As Shane Patrick Lysaght MacGowan famously wrote of Jimmy’s harmonica, it “soothed the souls of psychos and the men who had the horn”, and this programme of piano music has the same effect. It’s calming.
A man with an appellation to rival Mr MacGowan, Dante Michelangeli Benvenuto Ferruccio Busoni was born at Empoli near Florence on 1st April 1866. He was clearly a genius; he made his concert debut in 1874 at the age of eight.
He was possibly a little difficult, too; the child of two professional musicians, he described his dad’s pianoforte playing as “erratic in rhythm”, but that he made up for these shortcomings with an “indescribable combination of energy, severity and pedantry.”
Busoni was so good he did not have to be a pedant. Musicologist Donald Tovey said Busoni was “an absolute purist in not confining himself strictly to Mozart’s written text”, that is, Mozart himself could have taken similar liberties. When you’re being compared to Mozart, you’re pretty good.
The pieces on here are transcriptions of works by JS Bach, Brahms, Cramer, Liszt and Mozart.
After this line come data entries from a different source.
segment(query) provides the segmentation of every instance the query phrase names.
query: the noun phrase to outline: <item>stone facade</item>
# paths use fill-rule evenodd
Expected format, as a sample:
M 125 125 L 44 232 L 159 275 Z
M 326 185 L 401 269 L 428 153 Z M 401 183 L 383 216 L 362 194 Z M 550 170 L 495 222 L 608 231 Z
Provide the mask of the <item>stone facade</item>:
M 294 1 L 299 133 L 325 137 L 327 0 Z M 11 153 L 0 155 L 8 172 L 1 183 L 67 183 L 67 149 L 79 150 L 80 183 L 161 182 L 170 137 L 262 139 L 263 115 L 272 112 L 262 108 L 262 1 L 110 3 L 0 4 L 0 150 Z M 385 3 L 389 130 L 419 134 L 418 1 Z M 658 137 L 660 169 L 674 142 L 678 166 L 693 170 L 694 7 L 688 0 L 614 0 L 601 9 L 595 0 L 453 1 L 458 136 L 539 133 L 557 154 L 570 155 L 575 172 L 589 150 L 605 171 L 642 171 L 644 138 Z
The sleeve notes say the essence of Busoni’s music lies in its “synthesis of Italian and German ancestry: emotion and intellect, the imaginative and the rigorous” and that’s about it really; the music touches the emotion and is calming, while Wolf Harden, who apparently champions the composer, makes light of what sounds very technical playing.
A nice collection that should appeal to all lovers of the piano, especially you psychos and men with the horn.